Start Early stages of dating a guy

Early stages of dating a guy

He's had a string of terrible relationships that will inform how he acts with you. It's very likely that he's been burned before and it was traumatic enough that he's wary of being hurt again.

Understanding his side of the situation (and why he's doing things that could initially be perceived as hurtful) will be very helpful moving forward. Those past relationships aren't necessarily romantic. Someone with trust issues might not have a big, flashing horrible relationship to point at.

With those last two points in mind, it may sometimes feel like you're the one who abandoned him in the first place.

It might take him some time to really warm up and trust you.

While a partner with a habit of cheating or emotional abuse is certainly a possibility, keep in mind that an absent parent or even a problematic friend could be the root cause. Maybe (and very unfortunately) he's the kind of person that lets people walk all over him, so he's had a revolving door of troubling relationships.3. In the early stages of the relationship, before you're even really aware of his trust issues, he might find it tough to be in a relationship because he likes you a lot and is afraid to invest in a relationship he assumes is just going to hurt him.

It might take some time and slow progress, but he'll likely come around.

He might really grill you when you go out or don't answer his texts for hours or any other thing that could make him feel insecure. For similar reasons, he might think it's a great idea to always spend time with you since that way, you can't go off and cheat on him.

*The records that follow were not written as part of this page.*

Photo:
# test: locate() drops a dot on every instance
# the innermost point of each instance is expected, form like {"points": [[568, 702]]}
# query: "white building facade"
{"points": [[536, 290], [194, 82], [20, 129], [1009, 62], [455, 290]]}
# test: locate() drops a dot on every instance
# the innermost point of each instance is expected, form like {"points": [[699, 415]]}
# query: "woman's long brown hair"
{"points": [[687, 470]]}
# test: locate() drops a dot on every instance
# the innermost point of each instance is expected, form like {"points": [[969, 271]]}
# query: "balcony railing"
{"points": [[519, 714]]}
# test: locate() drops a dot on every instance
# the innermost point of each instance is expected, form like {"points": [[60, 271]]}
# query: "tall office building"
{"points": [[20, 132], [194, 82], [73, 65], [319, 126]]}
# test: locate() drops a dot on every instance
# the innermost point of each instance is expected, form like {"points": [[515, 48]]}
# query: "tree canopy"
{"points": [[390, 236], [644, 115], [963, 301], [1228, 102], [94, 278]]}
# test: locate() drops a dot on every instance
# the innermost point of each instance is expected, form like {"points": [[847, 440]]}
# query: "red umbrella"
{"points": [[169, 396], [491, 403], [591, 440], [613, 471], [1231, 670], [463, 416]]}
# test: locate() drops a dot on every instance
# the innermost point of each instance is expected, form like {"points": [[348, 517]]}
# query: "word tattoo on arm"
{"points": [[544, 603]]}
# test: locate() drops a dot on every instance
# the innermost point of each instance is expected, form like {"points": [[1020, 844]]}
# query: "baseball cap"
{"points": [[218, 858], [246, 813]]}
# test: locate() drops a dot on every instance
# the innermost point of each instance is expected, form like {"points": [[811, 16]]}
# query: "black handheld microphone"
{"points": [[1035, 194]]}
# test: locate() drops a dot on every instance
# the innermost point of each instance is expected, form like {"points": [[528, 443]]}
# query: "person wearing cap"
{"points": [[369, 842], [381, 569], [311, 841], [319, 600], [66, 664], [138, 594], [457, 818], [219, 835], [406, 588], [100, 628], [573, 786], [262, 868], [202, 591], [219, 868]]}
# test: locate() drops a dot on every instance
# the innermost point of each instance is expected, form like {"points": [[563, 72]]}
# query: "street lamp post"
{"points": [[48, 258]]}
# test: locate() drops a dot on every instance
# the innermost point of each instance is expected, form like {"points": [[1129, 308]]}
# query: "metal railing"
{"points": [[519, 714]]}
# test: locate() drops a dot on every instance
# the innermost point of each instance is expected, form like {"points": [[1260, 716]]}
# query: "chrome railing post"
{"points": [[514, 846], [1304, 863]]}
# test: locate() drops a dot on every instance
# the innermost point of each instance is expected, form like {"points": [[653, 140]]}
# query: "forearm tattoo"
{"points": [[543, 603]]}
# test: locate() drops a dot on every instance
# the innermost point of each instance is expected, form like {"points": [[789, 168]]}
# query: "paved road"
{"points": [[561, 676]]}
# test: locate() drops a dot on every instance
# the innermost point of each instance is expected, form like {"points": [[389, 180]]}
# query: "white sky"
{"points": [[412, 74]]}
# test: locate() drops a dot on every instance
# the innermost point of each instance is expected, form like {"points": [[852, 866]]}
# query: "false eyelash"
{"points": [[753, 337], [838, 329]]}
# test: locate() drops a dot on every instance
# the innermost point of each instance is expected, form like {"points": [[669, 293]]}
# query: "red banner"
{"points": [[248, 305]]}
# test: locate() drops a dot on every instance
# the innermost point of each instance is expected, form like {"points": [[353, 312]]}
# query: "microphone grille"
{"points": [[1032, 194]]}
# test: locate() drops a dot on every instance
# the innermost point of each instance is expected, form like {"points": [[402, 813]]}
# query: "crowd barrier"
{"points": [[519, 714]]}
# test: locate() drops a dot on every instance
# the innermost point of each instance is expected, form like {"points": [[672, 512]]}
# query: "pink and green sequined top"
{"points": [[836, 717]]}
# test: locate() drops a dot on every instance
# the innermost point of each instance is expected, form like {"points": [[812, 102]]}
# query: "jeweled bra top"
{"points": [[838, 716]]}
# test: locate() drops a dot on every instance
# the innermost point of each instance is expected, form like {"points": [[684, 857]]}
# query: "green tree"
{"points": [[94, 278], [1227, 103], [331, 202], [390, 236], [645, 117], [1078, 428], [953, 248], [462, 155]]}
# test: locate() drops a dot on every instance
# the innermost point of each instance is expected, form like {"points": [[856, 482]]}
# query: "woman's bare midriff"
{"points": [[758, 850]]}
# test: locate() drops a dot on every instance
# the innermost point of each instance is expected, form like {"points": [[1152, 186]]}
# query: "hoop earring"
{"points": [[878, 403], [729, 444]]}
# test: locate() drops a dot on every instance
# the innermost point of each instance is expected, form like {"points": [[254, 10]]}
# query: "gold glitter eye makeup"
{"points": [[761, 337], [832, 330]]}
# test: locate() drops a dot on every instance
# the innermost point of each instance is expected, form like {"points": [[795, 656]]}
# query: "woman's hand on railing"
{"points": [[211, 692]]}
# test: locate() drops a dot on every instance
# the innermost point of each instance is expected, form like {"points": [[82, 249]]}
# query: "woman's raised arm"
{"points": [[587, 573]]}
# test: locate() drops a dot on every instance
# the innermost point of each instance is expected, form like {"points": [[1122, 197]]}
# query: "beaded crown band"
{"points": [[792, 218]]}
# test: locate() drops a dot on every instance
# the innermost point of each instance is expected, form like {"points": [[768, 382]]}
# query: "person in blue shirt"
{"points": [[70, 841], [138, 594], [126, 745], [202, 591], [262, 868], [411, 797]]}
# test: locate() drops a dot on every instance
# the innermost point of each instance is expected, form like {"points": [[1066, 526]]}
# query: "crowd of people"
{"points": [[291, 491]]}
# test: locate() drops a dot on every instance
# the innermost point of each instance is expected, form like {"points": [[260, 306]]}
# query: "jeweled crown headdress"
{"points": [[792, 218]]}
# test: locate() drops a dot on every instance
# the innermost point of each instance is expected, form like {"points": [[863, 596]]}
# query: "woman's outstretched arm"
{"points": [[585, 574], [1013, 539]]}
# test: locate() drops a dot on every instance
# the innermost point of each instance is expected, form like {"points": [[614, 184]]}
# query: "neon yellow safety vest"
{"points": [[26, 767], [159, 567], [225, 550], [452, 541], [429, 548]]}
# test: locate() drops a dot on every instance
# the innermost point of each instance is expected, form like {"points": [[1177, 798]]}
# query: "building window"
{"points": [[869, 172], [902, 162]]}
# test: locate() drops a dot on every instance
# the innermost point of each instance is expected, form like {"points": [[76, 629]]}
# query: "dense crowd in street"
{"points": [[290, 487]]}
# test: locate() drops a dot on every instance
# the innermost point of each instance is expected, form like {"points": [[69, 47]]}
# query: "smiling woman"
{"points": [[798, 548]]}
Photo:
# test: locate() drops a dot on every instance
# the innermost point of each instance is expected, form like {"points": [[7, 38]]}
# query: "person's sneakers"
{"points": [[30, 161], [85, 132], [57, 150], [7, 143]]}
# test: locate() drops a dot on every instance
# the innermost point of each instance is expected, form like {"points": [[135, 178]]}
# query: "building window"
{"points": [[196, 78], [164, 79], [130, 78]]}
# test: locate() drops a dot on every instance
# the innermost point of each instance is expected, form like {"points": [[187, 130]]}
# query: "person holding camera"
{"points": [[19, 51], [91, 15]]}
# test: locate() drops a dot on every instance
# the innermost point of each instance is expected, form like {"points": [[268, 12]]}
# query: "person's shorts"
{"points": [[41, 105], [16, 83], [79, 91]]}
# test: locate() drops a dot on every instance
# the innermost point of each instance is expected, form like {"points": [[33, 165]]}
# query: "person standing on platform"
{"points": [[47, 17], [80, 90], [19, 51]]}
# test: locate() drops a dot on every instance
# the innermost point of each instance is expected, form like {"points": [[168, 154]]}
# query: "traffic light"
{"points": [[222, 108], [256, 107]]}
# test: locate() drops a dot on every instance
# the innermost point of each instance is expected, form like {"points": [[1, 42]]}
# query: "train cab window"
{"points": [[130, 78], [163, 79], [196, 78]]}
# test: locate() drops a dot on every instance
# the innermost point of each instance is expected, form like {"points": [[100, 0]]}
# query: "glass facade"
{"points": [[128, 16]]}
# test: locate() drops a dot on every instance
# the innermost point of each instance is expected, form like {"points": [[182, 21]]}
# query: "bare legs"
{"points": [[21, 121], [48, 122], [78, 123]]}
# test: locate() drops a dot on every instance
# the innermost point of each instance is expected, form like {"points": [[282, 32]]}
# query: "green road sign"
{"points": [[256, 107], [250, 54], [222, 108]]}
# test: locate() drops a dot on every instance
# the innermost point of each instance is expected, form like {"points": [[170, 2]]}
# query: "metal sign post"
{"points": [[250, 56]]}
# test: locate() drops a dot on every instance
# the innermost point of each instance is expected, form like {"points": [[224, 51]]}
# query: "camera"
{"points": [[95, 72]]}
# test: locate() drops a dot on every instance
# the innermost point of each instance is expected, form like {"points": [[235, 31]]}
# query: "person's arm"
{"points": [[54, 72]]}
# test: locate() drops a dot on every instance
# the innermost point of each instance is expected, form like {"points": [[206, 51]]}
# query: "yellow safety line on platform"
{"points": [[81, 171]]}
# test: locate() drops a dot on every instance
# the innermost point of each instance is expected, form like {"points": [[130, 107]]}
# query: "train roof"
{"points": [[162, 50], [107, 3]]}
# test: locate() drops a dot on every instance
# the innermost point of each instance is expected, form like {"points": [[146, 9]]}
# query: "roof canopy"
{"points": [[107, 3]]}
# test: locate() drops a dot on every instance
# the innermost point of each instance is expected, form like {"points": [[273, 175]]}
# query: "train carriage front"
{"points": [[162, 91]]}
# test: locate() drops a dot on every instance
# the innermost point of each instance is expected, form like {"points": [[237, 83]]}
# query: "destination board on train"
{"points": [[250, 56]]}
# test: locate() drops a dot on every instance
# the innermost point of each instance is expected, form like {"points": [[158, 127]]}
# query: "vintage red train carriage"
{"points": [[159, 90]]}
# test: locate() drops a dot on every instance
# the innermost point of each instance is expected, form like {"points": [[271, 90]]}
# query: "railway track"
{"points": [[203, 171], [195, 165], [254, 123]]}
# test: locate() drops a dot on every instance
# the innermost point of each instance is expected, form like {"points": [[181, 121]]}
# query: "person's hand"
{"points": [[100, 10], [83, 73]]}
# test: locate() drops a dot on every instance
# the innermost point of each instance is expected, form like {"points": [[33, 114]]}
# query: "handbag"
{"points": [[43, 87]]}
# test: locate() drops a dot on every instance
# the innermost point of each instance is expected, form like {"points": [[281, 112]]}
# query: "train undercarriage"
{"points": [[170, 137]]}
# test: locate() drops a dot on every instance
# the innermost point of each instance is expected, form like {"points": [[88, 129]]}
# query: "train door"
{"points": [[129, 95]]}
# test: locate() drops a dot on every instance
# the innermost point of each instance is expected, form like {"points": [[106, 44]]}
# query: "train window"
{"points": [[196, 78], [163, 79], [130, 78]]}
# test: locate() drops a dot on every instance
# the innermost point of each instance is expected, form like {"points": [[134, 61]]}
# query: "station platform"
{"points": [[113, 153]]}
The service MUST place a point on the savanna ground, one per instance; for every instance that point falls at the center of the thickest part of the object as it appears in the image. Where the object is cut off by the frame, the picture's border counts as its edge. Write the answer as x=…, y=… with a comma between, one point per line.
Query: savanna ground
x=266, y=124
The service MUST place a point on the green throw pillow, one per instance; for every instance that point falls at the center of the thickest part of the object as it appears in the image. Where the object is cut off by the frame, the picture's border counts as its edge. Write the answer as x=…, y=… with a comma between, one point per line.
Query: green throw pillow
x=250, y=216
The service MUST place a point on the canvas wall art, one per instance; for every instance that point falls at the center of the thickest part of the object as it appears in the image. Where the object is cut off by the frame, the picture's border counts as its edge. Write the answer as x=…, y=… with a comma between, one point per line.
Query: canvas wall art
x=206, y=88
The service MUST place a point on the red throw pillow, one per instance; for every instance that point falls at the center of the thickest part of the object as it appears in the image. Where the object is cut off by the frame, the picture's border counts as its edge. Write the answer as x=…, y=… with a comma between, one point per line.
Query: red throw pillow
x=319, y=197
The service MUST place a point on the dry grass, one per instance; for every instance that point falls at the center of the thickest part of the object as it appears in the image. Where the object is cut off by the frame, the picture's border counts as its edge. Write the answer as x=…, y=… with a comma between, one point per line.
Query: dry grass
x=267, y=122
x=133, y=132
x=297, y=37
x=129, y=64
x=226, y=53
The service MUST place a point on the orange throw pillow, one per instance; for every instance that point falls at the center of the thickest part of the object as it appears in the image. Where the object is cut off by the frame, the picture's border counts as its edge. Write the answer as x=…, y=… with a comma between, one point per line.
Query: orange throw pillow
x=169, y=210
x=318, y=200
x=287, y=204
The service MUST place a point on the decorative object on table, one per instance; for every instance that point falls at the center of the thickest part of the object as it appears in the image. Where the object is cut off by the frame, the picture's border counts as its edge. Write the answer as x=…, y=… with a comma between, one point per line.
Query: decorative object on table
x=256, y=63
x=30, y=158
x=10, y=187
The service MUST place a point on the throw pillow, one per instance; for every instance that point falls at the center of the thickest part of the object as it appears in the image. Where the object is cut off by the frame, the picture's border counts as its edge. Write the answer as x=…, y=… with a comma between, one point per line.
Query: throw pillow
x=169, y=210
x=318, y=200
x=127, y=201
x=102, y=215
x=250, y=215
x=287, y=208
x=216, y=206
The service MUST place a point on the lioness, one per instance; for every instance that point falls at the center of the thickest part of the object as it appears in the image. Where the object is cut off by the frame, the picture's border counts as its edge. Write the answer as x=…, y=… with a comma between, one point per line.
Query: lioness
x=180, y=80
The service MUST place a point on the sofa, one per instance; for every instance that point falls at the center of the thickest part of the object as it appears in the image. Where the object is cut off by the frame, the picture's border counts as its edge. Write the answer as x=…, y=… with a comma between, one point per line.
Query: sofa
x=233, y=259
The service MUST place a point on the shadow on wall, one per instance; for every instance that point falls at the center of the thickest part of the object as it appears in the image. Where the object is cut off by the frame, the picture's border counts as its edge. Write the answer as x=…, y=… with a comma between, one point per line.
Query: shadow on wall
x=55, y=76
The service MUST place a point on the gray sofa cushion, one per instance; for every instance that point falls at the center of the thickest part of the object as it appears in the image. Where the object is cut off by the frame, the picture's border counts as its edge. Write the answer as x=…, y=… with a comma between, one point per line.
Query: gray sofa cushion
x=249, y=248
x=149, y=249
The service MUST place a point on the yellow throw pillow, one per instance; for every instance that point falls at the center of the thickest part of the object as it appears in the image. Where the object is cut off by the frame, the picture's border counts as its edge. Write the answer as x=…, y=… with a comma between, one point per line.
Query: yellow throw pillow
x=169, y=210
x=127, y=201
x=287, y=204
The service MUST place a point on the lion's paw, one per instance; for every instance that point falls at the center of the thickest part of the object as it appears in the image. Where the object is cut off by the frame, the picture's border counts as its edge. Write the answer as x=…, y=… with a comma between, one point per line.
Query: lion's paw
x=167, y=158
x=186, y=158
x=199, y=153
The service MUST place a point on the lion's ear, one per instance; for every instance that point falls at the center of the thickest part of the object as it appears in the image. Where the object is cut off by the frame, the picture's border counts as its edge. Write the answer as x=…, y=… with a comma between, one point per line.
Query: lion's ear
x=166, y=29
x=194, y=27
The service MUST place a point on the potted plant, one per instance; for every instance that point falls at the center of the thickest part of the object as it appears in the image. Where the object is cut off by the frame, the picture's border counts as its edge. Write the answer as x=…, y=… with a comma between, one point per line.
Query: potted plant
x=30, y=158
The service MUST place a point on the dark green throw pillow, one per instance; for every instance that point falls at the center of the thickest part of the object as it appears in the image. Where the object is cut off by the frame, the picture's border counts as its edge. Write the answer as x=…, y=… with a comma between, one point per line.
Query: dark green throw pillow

He's not doing it because he thinks you're horrible, but because he expects that behavior and he expects to get betrayed. If he isn't actively trying to work through it, it's going to put a strain on your relationship. This might sound great to anyone who really likes to dive into a relationship, but it's certainly a nightmare for everyone else.

Just be aware that, on the flip side, not every guy that doesn't want to commit to a relationship with you has trust issues. Trust your instincts, and don't wait around for just anyone.4. Even typical relationship milestones like saying "I love you" might come hard to him, because again, the less he invests, the less he can get hurt.